TABLE 2.
The roles of insulin in peripheral infection-induced CNS damage.
| Pathogen or disease/host | Study design and outcome measures | Findings | Proposed direction of causality and/or mechanism | References |
| Sepsis/rat | Animal model: surgically induced polymicrobial sepsis model in rats. Glucose treatment, insulin treatment compared to control.
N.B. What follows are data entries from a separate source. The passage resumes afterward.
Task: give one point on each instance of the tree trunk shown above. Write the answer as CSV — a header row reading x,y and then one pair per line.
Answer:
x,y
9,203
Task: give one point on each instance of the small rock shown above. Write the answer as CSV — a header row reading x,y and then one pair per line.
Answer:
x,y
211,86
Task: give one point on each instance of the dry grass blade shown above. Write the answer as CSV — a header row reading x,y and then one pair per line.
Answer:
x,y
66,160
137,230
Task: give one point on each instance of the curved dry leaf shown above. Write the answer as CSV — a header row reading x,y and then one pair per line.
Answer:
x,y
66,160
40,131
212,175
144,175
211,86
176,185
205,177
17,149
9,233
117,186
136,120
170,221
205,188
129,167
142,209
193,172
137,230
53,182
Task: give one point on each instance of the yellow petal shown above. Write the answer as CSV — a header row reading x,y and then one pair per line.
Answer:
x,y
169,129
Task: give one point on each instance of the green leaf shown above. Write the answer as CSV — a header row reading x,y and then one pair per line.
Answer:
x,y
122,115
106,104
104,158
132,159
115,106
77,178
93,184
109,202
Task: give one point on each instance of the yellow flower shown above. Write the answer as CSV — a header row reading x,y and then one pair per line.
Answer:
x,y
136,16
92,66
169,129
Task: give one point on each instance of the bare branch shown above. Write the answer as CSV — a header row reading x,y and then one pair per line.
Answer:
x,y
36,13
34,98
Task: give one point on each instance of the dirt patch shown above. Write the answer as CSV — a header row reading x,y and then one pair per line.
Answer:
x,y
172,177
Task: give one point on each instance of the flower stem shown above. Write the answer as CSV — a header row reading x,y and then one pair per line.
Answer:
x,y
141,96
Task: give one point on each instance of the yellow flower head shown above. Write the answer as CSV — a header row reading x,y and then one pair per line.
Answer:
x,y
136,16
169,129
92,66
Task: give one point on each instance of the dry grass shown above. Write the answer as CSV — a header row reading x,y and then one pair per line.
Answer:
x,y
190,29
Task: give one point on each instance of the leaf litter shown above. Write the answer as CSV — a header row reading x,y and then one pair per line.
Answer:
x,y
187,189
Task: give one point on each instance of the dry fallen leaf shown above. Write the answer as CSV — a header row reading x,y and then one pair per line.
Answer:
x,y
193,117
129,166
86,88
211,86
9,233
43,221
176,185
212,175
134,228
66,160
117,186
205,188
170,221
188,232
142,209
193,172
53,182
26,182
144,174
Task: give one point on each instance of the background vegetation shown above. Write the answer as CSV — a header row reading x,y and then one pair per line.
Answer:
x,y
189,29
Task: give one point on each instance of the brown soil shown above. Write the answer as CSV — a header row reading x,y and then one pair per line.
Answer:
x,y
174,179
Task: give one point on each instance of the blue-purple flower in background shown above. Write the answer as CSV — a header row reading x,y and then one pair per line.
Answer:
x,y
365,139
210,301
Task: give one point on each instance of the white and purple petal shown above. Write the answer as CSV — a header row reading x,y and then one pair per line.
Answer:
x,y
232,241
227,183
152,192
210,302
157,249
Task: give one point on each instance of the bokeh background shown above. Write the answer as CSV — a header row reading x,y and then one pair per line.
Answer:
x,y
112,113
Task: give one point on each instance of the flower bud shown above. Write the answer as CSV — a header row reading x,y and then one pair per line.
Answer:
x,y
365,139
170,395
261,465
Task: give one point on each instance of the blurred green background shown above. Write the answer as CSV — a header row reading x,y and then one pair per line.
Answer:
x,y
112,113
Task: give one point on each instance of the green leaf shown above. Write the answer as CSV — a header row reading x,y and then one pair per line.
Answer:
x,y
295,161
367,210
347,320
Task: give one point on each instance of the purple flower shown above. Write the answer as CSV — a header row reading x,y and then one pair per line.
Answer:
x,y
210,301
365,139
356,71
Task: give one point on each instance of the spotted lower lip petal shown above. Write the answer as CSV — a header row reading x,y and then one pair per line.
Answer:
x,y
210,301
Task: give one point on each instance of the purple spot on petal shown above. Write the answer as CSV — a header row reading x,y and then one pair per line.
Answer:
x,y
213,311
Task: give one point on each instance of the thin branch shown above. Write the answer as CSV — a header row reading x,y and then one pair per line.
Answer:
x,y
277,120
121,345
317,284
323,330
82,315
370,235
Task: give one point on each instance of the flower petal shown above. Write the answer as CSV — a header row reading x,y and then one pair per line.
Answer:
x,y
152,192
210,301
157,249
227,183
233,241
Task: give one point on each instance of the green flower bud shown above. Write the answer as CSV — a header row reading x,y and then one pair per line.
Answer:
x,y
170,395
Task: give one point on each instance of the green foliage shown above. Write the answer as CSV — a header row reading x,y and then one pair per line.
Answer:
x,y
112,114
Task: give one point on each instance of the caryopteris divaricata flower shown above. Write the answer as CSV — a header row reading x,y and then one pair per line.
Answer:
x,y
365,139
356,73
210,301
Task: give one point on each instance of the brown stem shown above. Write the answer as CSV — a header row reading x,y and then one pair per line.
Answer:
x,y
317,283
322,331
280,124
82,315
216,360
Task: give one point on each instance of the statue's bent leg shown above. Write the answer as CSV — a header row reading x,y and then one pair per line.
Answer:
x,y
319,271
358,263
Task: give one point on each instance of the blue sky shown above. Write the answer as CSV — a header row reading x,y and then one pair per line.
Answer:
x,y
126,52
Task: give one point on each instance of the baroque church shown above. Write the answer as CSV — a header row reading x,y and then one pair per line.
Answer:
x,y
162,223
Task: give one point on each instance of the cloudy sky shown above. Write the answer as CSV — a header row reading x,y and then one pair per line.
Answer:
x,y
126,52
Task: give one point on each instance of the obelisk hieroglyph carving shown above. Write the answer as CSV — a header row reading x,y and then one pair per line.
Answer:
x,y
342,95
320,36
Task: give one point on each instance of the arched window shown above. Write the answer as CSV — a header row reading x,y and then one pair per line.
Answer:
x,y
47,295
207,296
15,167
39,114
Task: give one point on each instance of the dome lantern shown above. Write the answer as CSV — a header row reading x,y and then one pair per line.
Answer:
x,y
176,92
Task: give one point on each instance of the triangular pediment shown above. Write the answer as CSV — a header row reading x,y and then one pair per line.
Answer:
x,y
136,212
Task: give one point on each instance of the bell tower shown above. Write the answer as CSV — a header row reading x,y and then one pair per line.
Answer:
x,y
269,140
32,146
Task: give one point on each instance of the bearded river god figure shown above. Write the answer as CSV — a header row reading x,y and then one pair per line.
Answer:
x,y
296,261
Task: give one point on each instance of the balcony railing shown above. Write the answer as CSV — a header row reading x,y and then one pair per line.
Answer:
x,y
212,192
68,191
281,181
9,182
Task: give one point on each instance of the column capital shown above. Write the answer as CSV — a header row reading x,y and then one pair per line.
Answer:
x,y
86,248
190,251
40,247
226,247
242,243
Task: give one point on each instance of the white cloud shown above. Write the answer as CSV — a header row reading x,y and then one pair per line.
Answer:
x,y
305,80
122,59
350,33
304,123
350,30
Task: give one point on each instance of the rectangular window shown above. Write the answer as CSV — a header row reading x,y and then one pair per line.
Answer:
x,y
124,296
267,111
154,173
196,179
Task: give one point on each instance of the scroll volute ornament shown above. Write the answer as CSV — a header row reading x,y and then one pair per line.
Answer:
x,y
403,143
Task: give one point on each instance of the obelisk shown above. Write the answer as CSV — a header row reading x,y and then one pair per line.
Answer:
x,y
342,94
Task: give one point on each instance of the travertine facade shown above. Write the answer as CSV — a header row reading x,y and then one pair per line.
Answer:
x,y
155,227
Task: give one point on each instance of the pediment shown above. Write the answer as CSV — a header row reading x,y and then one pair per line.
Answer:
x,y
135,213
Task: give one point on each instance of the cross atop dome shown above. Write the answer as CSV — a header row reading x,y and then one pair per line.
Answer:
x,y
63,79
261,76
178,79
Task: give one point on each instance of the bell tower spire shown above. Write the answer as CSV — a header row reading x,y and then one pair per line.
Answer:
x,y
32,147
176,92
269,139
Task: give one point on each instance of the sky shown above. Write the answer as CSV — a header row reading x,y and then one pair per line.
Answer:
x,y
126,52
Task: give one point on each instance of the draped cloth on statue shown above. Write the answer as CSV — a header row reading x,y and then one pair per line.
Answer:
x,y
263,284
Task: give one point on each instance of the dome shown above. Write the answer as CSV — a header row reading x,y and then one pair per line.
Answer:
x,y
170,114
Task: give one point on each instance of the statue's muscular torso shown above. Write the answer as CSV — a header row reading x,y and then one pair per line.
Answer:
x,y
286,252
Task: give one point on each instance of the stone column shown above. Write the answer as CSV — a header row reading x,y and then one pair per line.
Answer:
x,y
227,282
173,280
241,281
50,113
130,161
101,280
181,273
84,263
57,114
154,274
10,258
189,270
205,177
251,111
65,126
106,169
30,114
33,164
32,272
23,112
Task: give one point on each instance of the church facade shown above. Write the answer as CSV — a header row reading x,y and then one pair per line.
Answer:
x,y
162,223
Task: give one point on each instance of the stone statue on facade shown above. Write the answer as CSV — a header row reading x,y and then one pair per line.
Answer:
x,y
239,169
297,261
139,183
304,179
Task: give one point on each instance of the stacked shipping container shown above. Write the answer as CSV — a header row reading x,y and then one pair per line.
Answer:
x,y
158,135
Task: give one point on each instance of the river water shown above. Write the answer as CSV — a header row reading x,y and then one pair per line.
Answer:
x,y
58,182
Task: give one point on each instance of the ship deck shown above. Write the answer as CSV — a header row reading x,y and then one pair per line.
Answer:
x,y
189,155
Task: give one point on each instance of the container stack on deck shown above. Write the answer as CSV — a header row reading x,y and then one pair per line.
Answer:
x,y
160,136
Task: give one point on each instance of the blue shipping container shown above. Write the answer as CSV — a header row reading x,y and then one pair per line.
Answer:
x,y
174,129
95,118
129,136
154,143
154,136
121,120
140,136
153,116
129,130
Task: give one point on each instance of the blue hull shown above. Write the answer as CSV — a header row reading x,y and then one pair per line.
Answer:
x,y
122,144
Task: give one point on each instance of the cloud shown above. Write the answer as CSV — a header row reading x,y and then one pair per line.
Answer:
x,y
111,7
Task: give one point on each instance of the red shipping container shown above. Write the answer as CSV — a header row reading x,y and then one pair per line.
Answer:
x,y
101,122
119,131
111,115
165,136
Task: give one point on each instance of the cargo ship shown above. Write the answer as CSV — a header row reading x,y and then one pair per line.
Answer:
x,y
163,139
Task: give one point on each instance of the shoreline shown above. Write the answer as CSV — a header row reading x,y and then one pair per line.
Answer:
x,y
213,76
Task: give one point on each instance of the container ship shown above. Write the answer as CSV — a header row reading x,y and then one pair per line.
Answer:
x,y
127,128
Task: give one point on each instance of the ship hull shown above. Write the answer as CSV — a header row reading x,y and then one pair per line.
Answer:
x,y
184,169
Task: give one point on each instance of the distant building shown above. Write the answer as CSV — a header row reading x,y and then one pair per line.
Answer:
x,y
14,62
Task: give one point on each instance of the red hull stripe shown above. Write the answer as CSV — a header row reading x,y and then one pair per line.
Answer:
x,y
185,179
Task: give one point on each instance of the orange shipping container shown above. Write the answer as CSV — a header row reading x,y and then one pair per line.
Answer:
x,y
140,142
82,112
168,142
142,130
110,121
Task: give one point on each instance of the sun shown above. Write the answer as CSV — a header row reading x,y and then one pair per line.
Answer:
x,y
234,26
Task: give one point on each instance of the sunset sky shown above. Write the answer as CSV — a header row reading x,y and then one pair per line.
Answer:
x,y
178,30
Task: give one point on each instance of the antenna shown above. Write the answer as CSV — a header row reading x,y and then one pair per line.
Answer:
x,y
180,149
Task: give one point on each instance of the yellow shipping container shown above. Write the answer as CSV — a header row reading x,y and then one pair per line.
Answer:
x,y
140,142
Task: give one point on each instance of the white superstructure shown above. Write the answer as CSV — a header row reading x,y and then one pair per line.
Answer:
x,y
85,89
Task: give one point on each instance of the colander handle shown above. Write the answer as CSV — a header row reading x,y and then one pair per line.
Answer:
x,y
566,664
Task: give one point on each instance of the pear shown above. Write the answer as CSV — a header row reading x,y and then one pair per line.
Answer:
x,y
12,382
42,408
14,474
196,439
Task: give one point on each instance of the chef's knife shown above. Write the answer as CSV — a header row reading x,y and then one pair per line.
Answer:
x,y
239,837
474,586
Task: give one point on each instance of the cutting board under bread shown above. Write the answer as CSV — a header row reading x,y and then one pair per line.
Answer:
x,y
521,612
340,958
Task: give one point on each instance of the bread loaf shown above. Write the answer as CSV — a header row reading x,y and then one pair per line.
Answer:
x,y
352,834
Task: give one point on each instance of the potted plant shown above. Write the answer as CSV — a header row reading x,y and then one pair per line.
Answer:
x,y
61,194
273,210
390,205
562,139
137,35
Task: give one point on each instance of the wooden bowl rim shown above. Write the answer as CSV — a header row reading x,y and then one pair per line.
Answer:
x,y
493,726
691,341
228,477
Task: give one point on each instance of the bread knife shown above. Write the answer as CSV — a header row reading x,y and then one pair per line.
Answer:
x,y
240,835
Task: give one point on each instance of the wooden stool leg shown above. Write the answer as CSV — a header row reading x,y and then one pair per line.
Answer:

Outcome measures: Blood glucose, behavioral deficits, brain activity (EEG), BBB permeability, glial activation and inflammation in the cerebrum. | 1. Sepsis induced hyperglycemia. 2. Glucose treatment led to a decline in survival rate, reduced brain activity, increased BBB permeability, and enhanced microglial and astroglial activation and inflammatory responses in the cerebrum. 3. Glycemic control (insulin treatment) inhibited inflammatory responses and restored BBB integrity and brain activity to near normal. | Peripheral infection →Hyperglycemia. →Glial activation and neuroinflammation. → Cognitive dysfunction. Note: Insulin help restore brain functions by preventing BBB disruption and neuroinflammation. | Huang et al., 2020 |
| Sepsis/mouse | Animal model: surgically induced polymicrobial sepsis model in mice. Mice with moderate hyperglycemia were compared to control (normoglycemia). Outcome measures: neuronal damages, glial activation, and cell death in the hippocampus and frontal cortex. | (A) In hyperglycemic mice (compared to normoglycemia mice), sepsis induced: 1. Higher neuronal damage in frontal cortex. 2. Microglial activation in frontal cortex and hippocampus. 3. More apoptotic cells in frontal cortex. (B) Insulin prevented the above damages | Hyperglycemia →Enhanced infection (sepsis)-induced brain damage. Note: Insulin prevents hyperglycemia-induced susceptibility to sepsis-induced brain damages | Sonneville et al., 2015 |
| Sepsis/mouse | Animal model: surgically induced polymicrobial sepsis model in mice. Outcome measures: cognitive functions, hippocampal synaptic plasticity, and hippocampal insulin signaling in post-septic mice compared to control. | 1. Post-septic mice exhibited cognitive impairment, which was accompanied by reduced synaptic plasticity and disrupted insulin signaling in the hippocampus. 2. Treatment with a GLP-1 receptor agonist (insulinotropic) or GSK3β inhibitor (insulin signaling downstream) rescued cognition. | Peripheral infection →Disruption of hippocampal insulin signaling. → Impaired synaptic plasticity and cognitive deficits. | Neves et al., 2018 |
| Sepsis/rat | Animal model: sepsis model induced by LPS (i.p.) in rats. Insulin treatment: continuous intravenous infusion for 6h after LPS stimulation. Compared to control (saline). Outcome measures: Inflammatory cytokines and oxidative stress in the cortex, hippocampus, and hypothalamus. | In the brain regions (cortex, hippocampus, and hypothalamus): 1.Insulin alleviated sepsis-induced inflammatory response (IL-1β, IL-6, and TNF-α). 2. Insulin suppressed oxidative damage while restoring antioxidants (SOD and GSH). | Peripheral infection →Inflammation and oxidative stress in the brain. Note: Insulin treatment lowered sepsis-induced inflammation in the brain | Chen Q. et al., 2014 |
| Systemic inflammation/mouse | Animal model: LPS (i.p.) challenge in chronic neurodegeneration model (ME7 prion infection) in mice. Treated with glucose and insulin. Outcome measures: blood glucose, cognitive performance | LPS challenge induced hypoglycemia and acute cognitive impairment in mice with brain disease (ME7 prion infection), which was mitigated by glucose and mimicked by insulin. | Peripheral infection →Metabolic imbalance in the CNS. →Cognitive impairment. Note: Brain disease (prion disease) makes the CNS more vulnerable to peripheral inflammation | Kealy et al., 2020 |
Relevant keywords, such as insulin and leptin, are highlighted in bold.